Wellfire Interactive // Expertise for established Django SaaS applications

Content migration: archival sites

A fallback strategy for migrating content on large and disorganized sites

Maintaining the old content in a parallel home is not an ideal solution. There’s usually a reason you moved to a new system, new design, new information architecture. Keeping the old stuff online as-is and on a subdomain requires server resources, can create confusion for your readers or customers, and in general is a pain-in-the-ass albatross ‘round the neck.

Yet if your old content is distributed across thousands of files in an onion of different systems, you may find it more important to make the content available than to maintain system purity while losing reader content. This is especially true if it includes plain HTML files (non-CMS controlled) or resource files like images and PDF files. Are you really going to extract all of that content from thousands of files in dozens or hundreds of folders? Not likely.

In this case you can move the entire old site to a subdomain and set up some permanent redirection rules to that domain. This buys you time to migrate the content if you wish and keeps alive all of those files linked to from other sites.
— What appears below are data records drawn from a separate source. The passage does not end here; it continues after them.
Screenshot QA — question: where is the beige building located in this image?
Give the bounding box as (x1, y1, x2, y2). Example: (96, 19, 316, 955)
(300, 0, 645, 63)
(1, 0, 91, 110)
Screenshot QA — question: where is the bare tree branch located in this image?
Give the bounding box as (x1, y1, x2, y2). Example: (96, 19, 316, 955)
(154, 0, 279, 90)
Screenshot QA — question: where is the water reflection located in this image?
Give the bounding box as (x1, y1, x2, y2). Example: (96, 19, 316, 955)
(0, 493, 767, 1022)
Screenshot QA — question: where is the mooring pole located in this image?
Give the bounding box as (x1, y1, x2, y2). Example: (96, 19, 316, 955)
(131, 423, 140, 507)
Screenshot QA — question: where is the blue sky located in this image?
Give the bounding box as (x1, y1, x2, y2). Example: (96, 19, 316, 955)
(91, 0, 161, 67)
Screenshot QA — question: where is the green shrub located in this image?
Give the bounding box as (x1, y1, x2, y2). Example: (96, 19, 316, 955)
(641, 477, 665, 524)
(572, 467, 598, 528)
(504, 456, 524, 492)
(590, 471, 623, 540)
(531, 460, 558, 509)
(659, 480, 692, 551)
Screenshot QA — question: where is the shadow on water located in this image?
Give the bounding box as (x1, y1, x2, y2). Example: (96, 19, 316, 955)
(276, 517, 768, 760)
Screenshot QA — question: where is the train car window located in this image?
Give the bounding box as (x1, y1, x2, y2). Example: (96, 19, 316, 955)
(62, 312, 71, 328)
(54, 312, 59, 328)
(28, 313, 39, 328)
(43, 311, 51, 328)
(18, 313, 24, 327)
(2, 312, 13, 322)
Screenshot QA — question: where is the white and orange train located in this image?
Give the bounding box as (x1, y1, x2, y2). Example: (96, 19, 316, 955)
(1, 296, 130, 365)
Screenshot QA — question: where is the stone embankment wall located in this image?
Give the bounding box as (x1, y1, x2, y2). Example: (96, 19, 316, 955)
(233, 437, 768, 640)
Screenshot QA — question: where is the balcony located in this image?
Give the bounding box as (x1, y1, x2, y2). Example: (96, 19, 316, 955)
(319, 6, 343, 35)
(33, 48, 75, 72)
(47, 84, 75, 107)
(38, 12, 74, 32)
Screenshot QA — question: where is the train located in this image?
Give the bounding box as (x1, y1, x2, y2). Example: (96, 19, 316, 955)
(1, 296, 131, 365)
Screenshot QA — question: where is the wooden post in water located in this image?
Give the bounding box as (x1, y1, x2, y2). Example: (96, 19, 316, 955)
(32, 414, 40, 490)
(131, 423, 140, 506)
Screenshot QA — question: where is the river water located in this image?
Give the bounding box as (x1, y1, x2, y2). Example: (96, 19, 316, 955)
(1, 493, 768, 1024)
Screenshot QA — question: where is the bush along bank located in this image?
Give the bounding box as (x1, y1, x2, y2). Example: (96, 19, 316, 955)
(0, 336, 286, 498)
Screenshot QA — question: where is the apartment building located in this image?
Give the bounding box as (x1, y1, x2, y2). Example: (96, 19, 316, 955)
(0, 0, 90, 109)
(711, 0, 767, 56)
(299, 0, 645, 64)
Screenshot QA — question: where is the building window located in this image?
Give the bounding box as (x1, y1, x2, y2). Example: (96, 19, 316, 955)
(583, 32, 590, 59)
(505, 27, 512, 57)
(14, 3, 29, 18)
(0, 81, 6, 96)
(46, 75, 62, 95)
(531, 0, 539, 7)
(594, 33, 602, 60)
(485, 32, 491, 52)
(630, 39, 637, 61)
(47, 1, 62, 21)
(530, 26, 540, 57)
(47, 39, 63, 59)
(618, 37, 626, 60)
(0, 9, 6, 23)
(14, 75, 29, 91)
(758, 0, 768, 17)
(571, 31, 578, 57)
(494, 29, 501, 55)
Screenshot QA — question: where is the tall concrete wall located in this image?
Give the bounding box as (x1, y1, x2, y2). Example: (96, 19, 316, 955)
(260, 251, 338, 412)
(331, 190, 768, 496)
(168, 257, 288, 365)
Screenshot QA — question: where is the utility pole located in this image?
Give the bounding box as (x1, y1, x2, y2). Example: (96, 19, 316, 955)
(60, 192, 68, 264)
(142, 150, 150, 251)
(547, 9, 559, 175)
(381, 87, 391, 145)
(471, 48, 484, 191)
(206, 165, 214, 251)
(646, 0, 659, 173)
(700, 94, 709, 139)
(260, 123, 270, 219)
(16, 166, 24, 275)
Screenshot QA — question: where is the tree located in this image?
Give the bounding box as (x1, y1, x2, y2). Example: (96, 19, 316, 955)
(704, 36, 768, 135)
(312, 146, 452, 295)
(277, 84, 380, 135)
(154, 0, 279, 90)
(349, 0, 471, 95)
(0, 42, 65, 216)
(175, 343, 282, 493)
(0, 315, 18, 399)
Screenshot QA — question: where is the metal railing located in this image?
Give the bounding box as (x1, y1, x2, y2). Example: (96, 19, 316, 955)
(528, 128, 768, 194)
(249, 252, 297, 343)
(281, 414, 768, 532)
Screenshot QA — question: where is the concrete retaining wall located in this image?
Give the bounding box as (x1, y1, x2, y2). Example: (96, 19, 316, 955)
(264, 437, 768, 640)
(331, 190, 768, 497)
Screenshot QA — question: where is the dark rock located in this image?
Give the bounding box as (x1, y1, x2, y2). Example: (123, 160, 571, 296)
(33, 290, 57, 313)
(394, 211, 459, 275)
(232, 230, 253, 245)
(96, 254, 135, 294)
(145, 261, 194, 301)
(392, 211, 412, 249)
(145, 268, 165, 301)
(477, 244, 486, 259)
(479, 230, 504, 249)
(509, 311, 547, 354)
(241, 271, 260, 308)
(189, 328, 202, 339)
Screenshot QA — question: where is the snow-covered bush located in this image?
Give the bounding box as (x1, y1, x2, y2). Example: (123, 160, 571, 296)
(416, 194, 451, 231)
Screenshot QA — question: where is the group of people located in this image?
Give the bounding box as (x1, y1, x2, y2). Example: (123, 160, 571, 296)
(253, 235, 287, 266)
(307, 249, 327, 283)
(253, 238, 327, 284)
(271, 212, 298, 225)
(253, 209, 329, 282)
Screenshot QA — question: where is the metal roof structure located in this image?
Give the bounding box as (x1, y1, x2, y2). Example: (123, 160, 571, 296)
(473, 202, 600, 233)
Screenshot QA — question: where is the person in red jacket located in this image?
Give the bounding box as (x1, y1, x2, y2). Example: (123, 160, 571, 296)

To do this we’re assuming that your content, no matter how messy, does subscribe to a collection of identifiable rules on at least one side of the new system/old system divide. Hopefully on the new system all media is served from one folder and all content is served up on clean URLs without file extensions. Add a rewrite rule that takes all URL requests trailed with an HTML file extension and redirects them permanent to the new archival subdomain. If the old system used a query pattern to pull pages from the database, redirect all pages including that query pattern to the archival subdomain. And send image file requests that don’t include your new media folders to the archival subdomain, too.

Your goal should be to move that old content into the new CMS over time, so that you don’t end up with another system. Again, this should be considered a strategy of last resort. But when confronted with thousands of unaccounted for files and pages, it certainly beats just tossing it all away.